Little tiny bugs with clogs on, there in her ears…

Is kitty cat!

Yup, poor Grendel (AKA: Miss Kitty-Poo*-Cat, Little Miss, Poo*-Cat, Madame La Peep, and all other varieties of infantile drivel depending on how the mood takes us) has got ear mites. Bugs in her lugs.

We have no idea where they came from (though we suspect she may have arrived at Cassa De MacBride already endowed with the little buggers). When she was at the V.E.T (say it quietly and never all at once – bit like He Who Shall Not Be Named – lest ye cause a terror-stricken panic) they pointed out that Grendel had nasty creepy-crawlies infesting her not inconsiderable, sticky-up ears. They didn’t actually come right out and say that we were bad parents who should be flogged and pilloried for allowing our little girl to get into this dreadful state, but you could tell it was bubbling just under the surface. So we paid the bill and hotfooted it out of there before they could warm up the Burmese-O’nine-Tails. However, they said they’d taken care of Grendel’s unwanted guests and that this wonder treatment would last for a month.

Ha. Ha, ha, ha, haaaa… If only it were to be that simple.

A couple of days later we start noticing that she’s scratching her ears a lot, again (Grendel, not Fiona, who doesn’t have ear mites, only Cooties – well, she is from Fife). Now to start with we think this is just her getting rid of the last of the dead bugs. After all, the V.E.T has taken care of things. They said so.

Altogether now:
“But the bugs came back, the very next day,
yes the bugs came back…”

So now we have to administer fancy-pants eardrops twice a day. Which is bad on three fronts: firstly – it makes us the bad guys, rather then the V.E.T; secondly – said drops have to be kept in the fridge, so they’re cold and who wants that dripping into their lugs? And last, but not even vaguely least, she HATES having the damn things put in. It’s like a tag-team wrestling match where Fiona has to pin Madame La Peep down while I do the ear-dropping. And anyone who has ever tried to restrain an unhappy cat will know what happens to hands, arms, legs and anything else she can get her pointy little claws into.
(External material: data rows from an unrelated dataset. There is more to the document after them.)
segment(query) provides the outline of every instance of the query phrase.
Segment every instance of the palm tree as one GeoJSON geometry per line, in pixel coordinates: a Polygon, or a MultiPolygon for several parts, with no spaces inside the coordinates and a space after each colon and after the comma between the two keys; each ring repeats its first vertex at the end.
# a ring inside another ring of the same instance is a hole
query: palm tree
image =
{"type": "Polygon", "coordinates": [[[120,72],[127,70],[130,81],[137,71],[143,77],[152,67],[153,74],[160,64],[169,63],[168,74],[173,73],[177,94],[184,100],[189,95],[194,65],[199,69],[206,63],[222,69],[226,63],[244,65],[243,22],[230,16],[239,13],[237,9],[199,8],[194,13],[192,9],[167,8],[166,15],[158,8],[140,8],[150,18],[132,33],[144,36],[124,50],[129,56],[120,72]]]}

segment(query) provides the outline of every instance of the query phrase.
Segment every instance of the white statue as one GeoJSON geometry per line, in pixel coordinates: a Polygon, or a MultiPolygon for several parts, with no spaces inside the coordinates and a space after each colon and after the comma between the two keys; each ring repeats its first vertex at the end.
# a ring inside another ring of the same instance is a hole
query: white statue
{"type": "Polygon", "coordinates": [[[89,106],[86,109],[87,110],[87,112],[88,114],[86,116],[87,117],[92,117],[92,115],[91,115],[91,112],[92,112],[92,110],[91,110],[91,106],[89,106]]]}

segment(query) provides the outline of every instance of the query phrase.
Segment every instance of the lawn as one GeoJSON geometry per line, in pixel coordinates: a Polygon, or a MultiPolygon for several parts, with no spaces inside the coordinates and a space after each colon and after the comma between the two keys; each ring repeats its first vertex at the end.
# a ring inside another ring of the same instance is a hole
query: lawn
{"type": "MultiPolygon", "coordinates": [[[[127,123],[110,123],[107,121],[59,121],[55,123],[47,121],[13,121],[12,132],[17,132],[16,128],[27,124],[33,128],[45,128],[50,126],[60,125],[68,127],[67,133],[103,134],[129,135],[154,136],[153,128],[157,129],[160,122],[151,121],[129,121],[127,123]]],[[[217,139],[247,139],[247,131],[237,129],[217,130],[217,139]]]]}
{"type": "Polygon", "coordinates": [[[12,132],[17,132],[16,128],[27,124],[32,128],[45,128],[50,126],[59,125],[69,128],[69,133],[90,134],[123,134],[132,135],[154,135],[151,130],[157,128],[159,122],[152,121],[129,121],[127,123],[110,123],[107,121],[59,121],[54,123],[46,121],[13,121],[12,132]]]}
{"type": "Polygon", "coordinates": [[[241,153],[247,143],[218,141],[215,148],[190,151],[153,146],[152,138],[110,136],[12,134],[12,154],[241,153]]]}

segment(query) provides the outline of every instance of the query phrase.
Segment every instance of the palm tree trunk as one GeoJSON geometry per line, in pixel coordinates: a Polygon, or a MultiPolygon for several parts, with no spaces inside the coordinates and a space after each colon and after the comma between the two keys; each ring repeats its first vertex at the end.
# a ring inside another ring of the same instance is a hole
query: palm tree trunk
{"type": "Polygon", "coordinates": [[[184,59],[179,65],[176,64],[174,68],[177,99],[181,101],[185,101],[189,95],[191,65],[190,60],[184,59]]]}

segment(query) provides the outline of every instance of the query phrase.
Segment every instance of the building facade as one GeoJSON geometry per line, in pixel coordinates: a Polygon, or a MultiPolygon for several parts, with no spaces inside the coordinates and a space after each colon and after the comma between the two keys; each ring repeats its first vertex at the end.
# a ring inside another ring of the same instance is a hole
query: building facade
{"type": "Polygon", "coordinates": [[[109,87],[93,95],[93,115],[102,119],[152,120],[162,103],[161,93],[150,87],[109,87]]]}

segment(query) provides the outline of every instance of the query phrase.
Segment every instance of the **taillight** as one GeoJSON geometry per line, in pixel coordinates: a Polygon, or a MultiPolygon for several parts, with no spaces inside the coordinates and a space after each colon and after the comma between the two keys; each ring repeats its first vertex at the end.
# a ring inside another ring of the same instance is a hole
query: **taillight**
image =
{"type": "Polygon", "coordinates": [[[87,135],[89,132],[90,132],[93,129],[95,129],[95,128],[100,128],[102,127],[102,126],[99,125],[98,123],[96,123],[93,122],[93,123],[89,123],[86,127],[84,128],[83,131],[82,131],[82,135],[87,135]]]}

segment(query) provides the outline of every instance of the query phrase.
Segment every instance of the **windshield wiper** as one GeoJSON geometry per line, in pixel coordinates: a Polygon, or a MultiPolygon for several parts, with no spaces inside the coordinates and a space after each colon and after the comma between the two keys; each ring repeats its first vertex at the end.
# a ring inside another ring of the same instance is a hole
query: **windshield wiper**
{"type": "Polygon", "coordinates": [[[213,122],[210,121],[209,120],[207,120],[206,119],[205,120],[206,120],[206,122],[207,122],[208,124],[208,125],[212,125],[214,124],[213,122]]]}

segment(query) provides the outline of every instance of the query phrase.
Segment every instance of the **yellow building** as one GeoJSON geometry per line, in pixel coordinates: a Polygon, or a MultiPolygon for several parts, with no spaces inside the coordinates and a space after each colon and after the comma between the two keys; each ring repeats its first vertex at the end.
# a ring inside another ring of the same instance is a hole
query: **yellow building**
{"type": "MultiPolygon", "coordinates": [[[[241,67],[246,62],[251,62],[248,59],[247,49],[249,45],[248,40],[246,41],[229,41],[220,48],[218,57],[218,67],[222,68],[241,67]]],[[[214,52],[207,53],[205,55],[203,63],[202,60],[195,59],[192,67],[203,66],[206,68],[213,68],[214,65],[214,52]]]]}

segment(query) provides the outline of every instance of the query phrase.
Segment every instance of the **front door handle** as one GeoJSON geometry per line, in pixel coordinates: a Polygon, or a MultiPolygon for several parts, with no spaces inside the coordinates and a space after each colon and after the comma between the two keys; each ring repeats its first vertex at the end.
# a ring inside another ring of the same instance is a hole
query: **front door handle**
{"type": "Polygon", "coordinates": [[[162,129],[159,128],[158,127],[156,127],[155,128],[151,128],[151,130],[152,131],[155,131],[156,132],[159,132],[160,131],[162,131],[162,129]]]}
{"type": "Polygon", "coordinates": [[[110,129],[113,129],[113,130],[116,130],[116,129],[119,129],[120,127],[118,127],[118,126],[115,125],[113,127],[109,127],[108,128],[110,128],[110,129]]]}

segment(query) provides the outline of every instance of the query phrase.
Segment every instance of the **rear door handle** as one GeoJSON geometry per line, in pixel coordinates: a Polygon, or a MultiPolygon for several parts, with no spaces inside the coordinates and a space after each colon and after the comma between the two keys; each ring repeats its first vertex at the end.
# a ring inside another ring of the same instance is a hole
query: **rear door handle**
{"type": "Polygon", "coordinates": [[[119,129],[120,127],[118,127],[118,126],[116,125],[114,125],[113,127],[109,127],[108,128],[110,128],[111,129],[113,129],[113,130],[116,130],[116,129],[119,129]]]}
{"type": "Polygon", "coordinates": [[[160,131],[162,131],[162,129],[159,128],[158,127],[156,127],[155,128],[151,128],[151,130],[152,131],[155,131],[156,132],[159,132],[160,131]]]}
As a result of all this we now wrap her up in a towel first. The resulting ‘cat straightjacket’ is effective, if a little undignified. She looks like a huge, grumpy, wriggly worm. A look that’s always popular – I sport it myself on numerous occasions.

But at least I don’t have bugs in my lugs!

* I should point out that ‘Poo’ is used here in its fuzzy, term of endearment sense rather than as a pejorative scatological reference.